そしてこの論理を敷衍すれば、いかなる精神疾患についても、仮に「脳の機能が標準から一定以上に逸脱している」ことをもって病気とするのであれば、単なる性格の偏りとの違いを示すことは不可能になります。この考え方をつきつめて行くと、「精神疾患なるものは存在しない」という反精神医学の思想にたどり着くことになります。
しかしこのような考え方はいかにも抽象論であって、現実に「精神疾患」とされている生のケースを目の当たりにすれば(精神科Q&Aの多くのケースをご覧ください)、「精神疾患なるものは存在しない」は空論と言わざるを得ません。とは言うものの、たとえ抽象論であっても理論は理論として尊重すべき点はあるのであって、この【3458】のケースのように、症状が反社会的行為(犯罪)に直結したとき、この問題が露呈することになります。

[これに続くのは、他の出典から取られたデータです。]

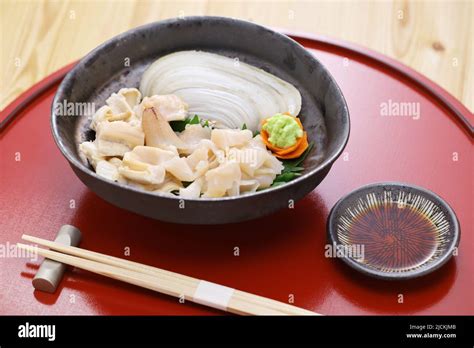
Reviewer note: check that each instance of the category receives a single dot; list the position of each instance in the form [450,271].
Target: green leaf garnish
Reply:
[179,126]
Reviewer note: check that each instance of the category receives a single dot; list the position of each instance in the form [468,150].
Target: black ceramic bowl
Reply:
[121,61]
[393,230]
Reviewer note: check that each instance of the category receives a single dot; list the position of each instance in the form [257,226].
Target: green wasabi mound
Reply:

それで主人にも今回はかなり強く精神科医に連れて行くように言ったのですがそんな病気があるわけがないといって取り合ってくれないんです。

この2行は精神の病を取り巻く上記の問題を象徴するものと言えます。すなわち、【3458】のケースが病気であるとする質問者の直感は、医学生物学的には正しいです。他方、「そんな病気があるわけがない」とするご主人の直感は、社会常識的には正しいです。犯罪者を一律病気であるとみなしていたら、社会は成立しないでしょう。

でも私には「気が付いたら盗撮していた」みたいな状況じゃないかとしか思えないんです。

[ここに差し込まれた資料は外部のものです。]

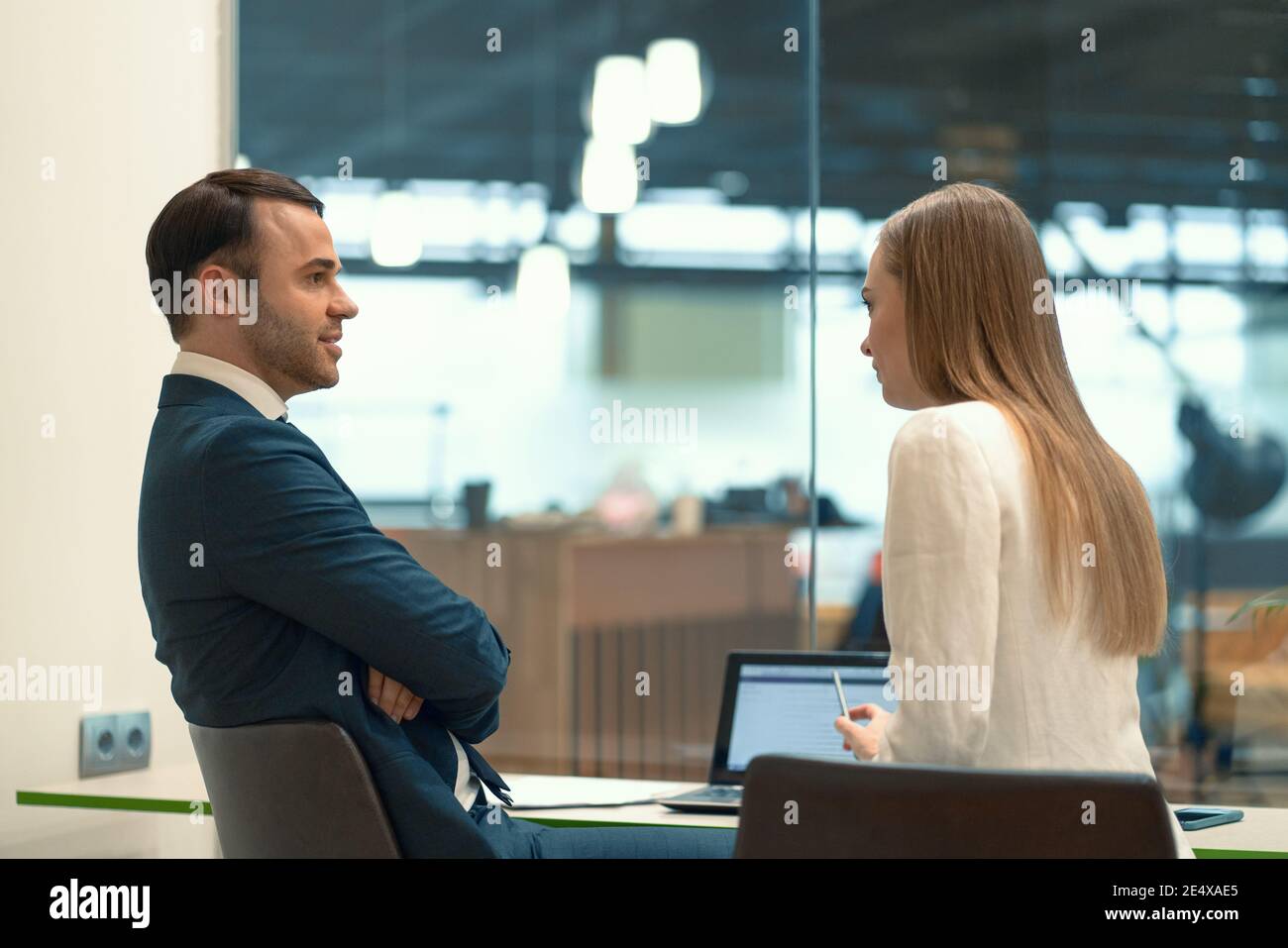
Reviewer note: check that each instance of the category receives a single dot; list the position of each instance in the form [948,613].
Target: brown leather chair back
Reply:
[291,790]
[890,810]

その通りかもしれません。そしてそれは、彼の行為が病気によるものであるとする根拠になるかもしれません。けれども現実には、多くの犯罪者が同じような弁解をするものです。彼の状況はそれとは違うかもしれませんが、それは主観の中での違いにすぎない以上、本人以外にはわかりません(厳密には本人にもわかりません)。すると 「気が付いたら盗撮していた」みたいな状況 であるといくら主張しても、「それは他の犯罪者とどこが違うのか?」と問われたとき、説得力ある説明をすることはほぼ不可能でしょう。そしてさらに重要な点は、たとえ他の犯罪者とは違うとしても、被害者にとっては何の違いもなく、被害を受けたという事実は同じだということです。

主人の弟の行動は特にお酒を飲んだ後に起こすことが多いのですが、しらふの時もあります。

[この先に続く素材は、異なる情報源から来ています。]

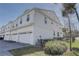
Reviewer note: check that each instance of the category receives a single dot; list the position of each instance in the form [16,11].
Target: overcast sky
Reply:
[9,12]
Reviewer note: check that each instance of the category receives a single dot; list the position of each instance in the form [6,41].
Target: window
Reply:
[21,21]
[57,33]
[51,22]
[45,20]
[16,25]
[27,17]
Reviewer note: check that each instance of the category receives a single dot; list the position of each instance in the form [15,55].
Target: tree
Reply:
[65,13]
[71,7]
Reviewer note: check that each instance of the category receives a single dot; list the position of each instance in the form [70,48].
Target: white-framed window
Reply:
[45,20]
[21,20]
[28,18]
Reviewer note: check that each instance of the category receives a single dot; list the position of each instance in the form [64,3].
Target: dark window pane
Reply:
[27,17]
[45,20]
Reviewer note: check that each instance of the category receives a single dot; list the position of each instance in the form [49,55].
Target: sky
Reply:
[9,12]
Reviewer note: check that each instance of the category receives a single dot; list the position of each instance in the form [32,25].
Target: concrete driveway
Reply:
[6,45]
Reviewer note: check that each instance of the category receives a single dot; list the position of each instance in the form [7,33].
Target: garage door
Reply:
[26,38]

そうしますと、現実問題としては、「酒は決して飲まない」が彼のすべき重要なことの一つということになるでしょう。しらふのときに性犯罪をしてしまった時に、「再犯しないための努力として、断酒していた」が有効な弁解として認められるかどうかはわかりませんが、逆に酒を飲んでいるときに再犯した場合、これまでの犯行が飲酒時に多かったことがわかっているのに飲酒したとなれば、病気である・ないにかかわらず、弁解の余地はないということになるでしょう。